ヒュルルル……と、夜空の奥へと吸い込まれていくような長い地鳴りが響き、一瞬の静寂の後、私たちの頭上でドーンと重たい音が炸裂した。

「あ……」

見上げると、公園の木々の隙間から、夜空を埋め尽くすほどの大輪の金色の花火が、鮮やかに弾け飛んだところだった。
激しい光の雨が、暗かった公園を真っ白に、そして一瞬だけ昼間のように激しく照らし出す。
光に浮かび上がった律の横顔は、いつも学校で見せる無邪気な笑顔じゃなかった。
何かを必死に耐えるように強く結ばれた唇と、眩しそうに、だけどどこか切なそうに夜空を見上げる、見たこともないほど大人びた瞳。
その横顔があまりにも綺麗で、私の胸の奥は、花火の爆発音よりも激しくドクンドクンと脈打った。

……ダメだ。
こんなの、いやでも自覚してしまう。
私、律のことが、ただの幼馴染み以上にどうしようもなく好きだ。

学校のみんなが知っている「サッカー部のエース」の律じゃなくて、私のために人混みをかき分けて汗だくで走ってきてくれる、この不器用な律のことが、ずっと前から好きなんだ。
律が私を見下ろして笑う。

「キレイだな。

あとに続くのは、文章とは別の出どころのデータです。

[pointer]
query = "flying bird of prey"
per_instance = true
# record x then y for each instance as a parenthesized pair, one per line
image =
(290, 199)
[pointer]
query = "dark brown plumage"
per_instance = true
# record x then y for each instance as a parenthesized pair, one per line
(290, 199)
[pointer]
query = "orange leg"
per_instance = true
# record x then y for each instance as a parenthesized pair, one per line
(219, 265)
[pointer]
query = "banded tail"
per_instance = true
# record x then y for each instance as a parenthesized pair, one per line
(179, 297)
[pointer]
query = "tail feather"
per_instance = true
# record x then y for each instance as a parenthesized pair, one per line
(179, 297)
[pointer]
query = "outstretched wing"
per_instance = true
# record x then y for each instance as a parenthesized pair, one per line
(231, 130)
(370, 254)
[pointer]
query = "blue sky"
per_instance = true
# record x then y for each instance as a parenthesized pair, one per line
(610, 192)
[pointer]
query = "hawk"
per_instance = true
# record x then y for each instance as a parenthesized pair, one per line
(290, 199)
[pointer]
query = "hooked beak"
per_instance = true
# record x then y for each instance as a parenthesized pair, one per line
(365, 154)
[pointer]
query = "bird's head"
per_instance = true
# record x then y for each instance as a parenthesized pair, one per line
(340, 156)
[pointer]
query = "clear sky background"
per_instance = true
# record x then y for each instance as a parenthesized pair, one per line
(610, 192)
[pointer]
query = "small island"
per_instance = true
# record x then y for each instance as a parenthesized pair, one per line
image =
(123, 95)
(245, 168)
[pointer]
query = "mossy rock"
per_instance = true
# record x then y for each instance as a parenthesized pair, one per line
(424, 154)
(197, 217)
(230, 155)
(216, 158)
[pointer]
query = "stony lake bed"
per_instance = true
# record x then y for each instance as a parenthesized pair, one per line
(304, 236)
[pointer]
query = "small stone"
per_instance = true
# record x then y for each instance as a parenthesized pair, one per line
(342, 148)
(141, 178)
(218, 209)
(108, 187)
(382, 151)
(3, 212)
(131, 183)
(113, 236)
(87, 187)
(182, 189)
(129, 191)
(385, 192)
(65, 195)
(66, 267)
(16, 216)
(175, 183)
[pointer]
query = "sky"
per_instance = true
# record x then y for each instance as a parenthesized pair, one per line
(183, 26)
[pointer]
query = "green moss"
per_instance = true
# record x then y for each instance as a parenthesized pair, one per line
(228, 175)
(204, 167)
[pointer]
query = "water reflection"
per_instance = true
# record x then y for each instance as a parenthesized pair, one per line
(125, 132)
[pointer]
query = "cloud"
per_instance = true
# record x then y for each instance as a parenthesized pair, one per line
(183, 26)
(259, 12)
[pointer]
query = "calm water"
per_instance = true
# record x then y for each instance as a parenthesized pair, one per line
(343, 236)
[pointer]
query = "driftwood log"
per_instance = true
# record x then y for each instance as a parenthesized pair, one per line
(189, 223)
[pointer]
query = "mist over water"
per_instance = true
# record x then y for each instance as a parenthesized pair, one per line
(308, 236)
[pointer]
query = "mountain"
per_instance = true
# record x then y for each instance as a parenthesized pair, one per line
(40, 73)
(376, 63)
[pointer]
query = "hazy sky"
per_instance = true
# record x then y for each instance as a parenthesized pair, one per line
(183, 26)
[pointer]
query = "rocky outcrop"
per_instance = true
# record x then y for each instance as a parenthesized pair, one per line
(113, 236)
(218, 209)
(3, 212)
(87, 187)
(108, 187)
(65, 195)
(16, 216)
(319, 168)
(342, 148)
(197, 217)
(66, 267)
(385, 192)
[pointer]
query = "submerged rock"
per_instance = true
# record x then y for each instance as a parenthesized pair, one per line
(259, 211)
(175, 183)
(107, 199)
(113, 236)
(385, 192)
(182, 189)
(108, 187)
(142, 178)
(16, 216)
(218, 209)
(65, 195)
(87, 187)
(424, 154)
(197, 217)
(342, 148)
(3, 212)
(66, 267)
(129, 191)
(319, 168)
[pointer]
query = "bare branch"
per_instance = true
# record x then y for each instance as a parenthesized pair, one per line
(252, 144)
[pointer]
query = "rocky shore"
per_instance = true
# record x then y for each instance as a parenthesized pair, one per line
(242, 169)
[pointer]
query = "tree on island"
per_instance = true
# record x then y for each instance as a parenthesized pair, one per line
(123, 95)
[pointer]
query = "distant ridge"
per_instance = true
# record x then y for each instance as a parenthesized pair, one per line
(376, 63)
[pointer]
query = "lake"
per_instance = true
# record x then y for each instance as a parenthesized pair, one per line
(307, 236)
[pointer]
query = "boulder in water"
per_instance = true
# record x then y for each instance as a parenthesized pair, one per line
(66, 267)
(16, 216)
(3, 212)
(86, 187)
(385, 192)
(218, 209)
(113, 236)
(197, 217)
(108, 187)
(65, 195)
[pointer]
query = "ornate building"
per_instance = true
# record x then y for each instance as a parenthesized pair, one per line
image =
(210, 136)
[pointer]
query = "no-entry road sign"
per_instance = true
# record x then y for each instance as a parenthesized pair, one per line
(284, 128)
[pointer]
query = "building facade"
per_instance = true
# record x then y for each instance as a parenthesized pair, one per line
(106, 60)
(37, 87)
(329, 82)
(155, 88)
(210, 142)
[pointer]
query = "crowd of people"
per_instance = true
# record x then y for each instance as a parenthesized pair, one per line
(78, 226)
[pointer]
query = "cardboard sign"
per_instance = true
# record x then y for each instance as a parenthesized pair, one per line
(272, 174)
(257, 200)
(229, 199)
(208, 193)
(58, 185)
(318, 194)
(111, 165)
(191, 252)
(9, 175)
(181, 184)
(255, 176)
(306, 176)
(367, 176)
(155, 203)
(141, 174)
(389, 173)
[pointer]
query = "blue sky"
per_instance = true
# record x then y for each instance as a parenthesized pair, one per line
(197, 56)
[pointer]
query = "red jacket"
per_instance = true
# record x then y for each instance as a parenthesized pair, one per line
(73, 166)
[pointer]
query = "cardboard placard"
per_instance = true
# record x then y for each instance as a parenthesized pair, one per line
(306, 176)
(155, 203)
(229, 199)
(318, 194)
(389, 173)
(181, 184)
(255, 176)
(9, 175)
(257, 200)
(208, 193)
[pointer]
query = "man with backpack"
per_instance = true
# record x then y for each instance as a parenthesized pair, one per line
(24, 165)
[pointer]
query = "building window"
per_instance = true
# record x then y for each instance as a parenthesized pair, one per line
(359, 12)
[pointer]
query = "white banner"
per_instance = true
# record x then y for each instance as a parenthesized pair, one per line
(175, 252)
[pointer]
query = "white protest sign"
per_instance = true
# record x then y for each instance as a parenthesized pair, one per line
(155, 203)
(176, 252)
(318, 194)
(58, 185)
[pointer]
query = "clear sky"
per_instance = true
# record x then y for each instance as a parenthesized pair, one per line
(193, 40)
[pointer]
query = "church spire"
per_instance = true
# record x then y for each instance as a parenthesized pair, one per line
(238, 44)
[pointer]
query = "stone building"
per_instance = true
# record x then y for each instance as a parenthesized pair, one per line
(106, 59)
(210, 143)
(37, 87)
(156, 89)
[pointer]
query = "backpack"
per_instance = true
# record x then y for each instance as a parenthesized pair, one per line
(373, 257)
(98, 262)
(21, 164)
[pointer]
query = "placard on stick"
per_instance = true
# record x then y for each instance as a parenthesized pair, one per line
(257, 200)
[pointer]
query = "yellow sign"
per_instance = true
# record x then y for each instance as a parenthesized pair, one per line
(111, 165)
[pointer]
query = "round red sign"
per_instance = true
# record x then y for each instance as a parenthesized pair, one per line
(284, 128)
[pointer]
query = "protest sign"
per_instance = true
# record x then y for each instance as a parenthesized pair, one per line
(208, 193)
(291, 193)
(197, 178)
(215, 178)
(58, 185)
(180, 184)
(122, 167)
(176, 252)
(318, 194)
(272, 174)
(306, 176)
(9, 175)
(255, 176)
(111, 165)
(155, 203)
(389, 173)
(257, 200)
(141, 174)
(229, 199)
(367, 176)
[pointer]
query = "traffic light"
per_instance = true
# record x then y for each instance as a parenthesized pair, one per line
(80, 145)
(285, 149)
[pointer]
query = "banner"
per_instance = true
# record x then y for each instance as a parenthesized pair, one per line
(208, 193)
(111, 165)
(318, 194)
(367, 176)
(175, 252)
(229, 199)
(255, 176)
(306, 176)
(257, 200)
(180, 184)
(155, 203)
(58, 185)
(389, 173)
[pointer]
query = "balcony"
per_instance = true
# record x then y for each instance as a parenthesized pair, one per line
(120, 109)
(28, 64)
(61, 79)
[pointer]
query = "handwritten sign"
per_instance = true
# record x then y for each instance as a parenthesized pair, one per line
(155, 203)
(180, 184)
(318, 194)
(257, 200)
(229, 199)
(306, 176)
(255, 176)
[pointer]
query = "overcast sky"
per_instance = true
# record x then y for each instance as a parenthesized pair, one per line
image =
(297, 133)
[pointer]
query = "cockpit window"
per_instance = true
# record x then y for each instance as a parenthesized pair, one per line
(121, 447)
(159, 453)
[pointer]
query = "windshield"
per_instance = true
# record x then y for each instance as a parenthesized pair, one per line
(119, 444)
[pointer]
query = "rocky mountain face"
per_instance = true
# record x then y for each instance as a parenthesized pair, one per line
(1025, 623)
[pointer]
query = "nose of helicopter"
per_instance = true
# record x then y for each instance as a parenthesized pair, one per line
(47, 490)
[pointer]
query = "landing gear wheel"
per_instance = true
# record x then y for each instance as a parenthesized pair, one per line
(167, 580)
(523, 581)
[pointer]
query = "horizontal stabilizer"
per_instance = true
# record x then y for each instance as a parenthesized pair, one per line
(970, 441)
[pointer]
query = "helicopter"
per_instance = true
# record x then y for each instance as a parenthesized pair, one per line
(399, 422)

誰もいないところでこんなキレイな花火が見れるとか、最高だな。ここまで走ってきた、あおばのおかげ。サンキュー」

微笑む律から目が離せなかった。

「来年も、ここから見ような、花火」
「うん」

連続で上がる花火が、夜空を赤や青、紫色のグラデーションに染め上げていく。
煌めく光が降るたびに、街灯の下、アスファルトに伸びた二人の影が、近づいたり離れたりしながら静かに揺れていた。